New York City Is Back At The Top Of International CRE Investors' Wish Lists
Investors are picking the U.S. over Europe when it comes to commercial real estate, a new report shows.
Allocations among international investors for commercial real estate in the U.S. were up by 6% over a year ago, while European investments declined by 5%, according to a survey by the Association For International Real Estate Investors.
Within the U.S., New York City was investors' top choice to invest, rising back up the ranks after landing in fifth place last year.
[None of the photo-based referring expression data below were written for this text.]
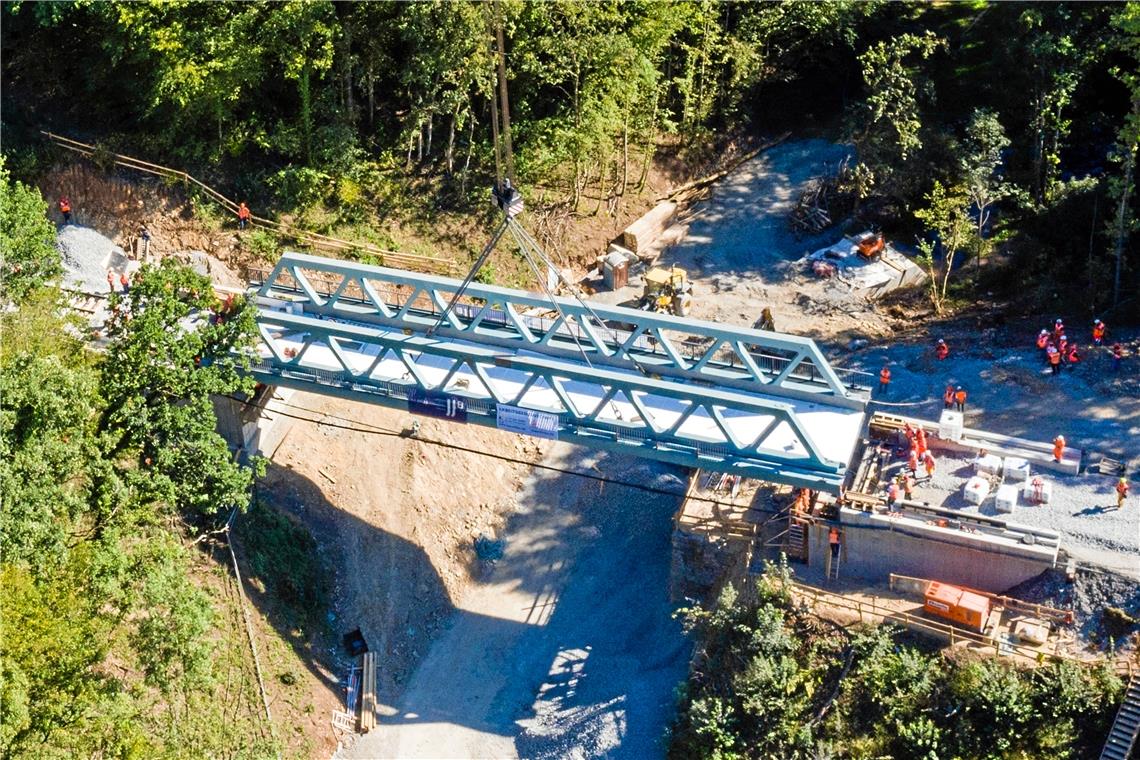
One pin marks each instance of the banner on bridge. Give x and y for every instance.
(528, 422)
(437, 405)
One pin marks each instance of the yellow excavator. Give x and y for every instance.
(667, 291)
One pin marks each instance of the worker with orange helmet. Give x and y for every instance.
(1055, 359)
(928, 464)
(243, 215)
(1074, 356)
(1098, 332)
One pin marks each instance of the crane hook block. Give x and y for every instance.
(507, 198)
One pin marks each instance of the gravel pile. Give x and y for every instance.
(87, 256)
(1086, 596)
(1082, 509)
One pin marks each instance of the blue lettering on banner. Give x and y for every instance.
(528, 422)
(437, 405)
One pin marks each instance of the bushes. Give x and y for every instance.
(765, 667)
(283, 556)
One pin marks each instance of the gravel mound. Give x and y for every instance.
(87, 256)
(1088, 596)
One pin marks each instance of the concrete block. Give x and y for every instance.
(950, 425)
(1037, 490)
(976, 490)
(987, 465)
(1016, 470)
(1006, 498)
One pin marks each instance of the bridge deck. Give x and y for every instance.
(496, 375)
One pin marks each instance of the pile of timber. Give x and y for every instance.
(640, 235)
(368, 693)
(811, 213)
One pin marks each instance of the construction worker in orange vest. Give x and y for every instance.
(1073, 357)
(1098, 333)
(1055, 359)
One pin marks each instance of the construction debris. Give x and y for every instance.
(866, 264)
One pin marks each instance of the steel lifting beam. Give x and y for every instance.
(662, 345)
(662, 418)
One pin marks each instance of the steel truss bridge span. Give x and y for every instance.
(684, 391)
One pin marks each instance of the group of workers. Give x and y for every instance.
(124, 282)
(1057, 350)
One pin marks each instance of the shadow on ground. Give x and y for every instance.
(566, 647)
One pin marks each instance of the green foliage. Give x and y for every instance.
(27, 239)
(886, 125)
(283, 556)
(946, 217)
(262, 244)
(764, 667)
(169, 351)
(107, 646)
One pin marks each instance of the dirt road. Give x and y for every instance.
(567, 648)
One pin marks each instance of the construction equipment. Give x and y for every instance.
(871, 246)
(667, 291)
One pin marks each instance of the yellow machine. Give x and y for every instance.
(667, 291)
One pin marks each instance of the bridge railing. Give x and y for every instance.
(800, 367)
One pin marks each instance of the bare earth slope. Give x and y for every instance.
(568, 650)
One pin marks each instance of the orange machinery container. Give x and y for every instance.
(952, 603)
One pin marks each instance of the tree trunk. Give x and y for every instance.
(306, 112)
(625, 153)
(450, 141)
(371, 76)
(471, 148)
(1122, 214)
(349, 105)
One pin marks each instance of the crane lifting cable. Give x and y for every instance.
(507, 199)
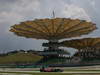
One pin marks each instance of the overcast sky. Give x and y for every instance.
(15, 11)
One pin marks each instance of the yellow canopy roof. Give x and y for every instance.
(49, 29)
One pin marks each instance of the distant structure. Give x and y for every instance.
(88, 48)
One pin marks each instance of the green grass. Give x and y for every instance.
(19, 58)
(51, 73)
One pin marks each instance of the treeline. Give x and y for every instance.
(20, 51)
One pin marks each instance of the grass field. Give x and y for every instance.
(19, 58)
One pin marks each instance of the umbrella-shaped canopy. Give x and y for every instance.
(82, 43)
(53, 29)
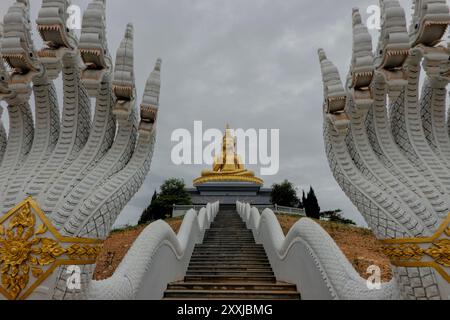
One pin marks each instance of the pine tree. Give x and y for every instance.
(312, 208)
(305, 201)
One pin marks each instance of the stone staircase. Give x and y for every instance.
(229, 265)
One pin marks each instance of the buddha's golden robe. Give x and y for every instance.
(228, 166)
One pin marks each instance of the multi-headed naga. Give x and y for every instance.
(64, 178)
(388, 144)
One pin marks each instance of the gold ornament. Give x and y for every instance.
(431, 252)
(31, 249)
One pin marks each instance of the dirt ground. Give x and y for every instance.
(359, 245)
(117, 245)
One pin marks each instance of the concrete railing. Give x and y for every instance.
(289, 210)
(157, 258)
(309, 258)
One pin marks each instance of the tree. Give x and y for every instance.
(284, 194)
(148, 213)
(173, 192)
(304, 200)
(312, 208)
(336, 216)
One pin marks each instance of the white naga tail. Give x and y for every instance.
(388, 144)
(65, 178)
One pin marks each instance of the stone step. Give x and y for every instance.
(225, 269)
(221, 255)
(229, 246)
(232, 286)
(230, 265)
(235, 294)
(242, 264)
(229, 250)
(215, 260)
(229, 278)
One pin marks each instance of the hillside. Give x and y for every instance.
(359, 245)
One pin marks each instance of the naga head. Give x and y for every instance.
(334, 93)
(150, 101)
(361, 68)
(4, 76)
(17, 49)
(429, 23)
(52, 24)
(124, 83)
(93, 46)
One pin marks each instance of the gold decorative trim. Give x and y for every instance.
(31, 249)
(432, 252)
(227, 178)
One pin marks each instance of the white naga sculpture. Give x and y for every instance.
(388, 144)
(65, 179)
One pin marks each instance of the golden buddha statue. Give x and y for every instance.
(228, 166)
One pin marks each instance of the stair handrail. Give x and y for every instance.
(157, 258)
(309, 258)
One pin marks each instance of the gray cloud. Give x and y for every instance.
(252, 64)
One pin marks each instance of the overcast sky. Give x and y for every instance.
(252, 64)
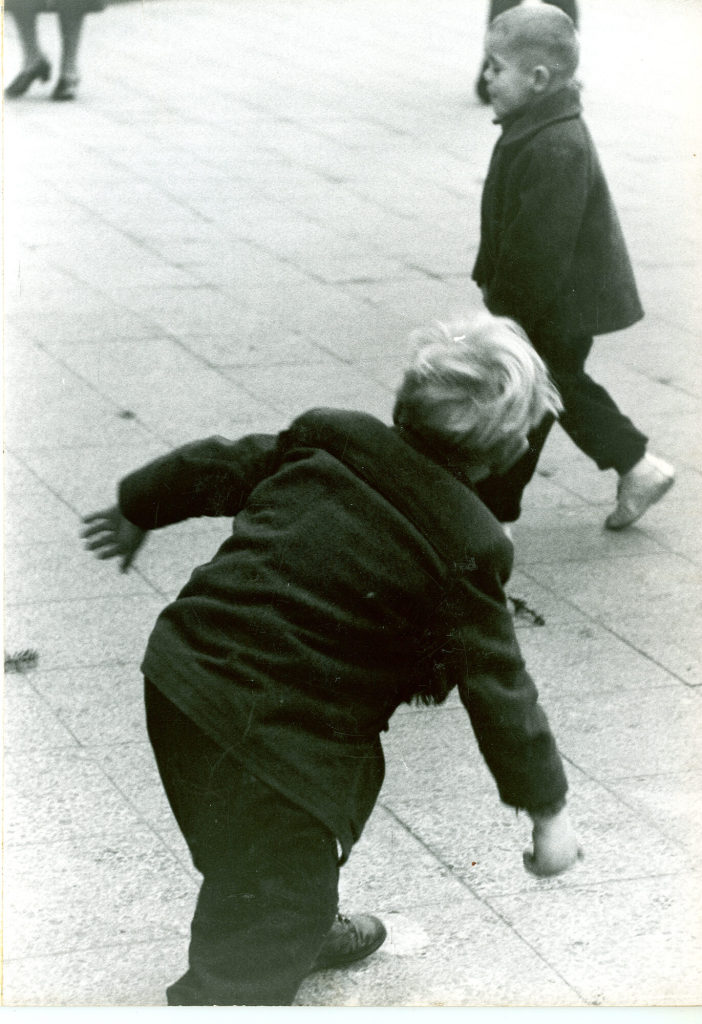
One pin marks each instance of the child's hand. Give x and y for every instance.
(110, 535)
(556, 846)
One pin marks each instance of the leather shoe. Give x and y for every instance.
(40, 70)
(66, 87)
(350, 939)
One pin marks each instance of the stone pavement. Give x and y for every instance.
(244, 215)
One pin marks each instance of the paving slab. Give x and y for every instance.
(656, 967)
(264, 228)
AFIRE has 175 member organizations from 25 countries and approximately $3T of assets under management.
The 6% growth in investor interest in the U.S. is a sign of stability for the market, but overall sentiment is muted, the survey found.
London stayed in the top spot among global cities, but New York returned to second place globally and took back its historical top spot in the U.S., the report found. Boston was the No. 2 city in the U.S. and No. 4 in the world, while Atlanta finished third and fifth, respectively.
The Northeast’s return to the top spots displaced last year’s investor favorites, when Sun Belt cities Austin and Atlanta swooped in to nab the top spots and placed New York sixth on the list.
The top cities could face a shake-up in the years to come, the report implies: Climate change was a larger worry for many investors, 86% of whom said they don't believe that climate risks were yet reflected in asset valuations.
Multifamily and industrial remained preferred asset classes, per AFIRE: 94% said multifamily had increased in attractiveness, while 83% said the same for industrial and 43% voiced similar beliefs about hospitality. But other asset classes are up against a dicier backdrop, with 50% of investors saying retail was less attractive and 77% saying office was less appealing than before.
The report also predicted a significant change in the lending landscape, with banks, alternative lending platforms and commercial-mortgage backed securities expected to become less prevalent as lenders. In their place, 58% of lenders predicted that debt funds’ participation would increase, while a little over 40% also anticipated more lending from nonbank and noninstitutional lenders.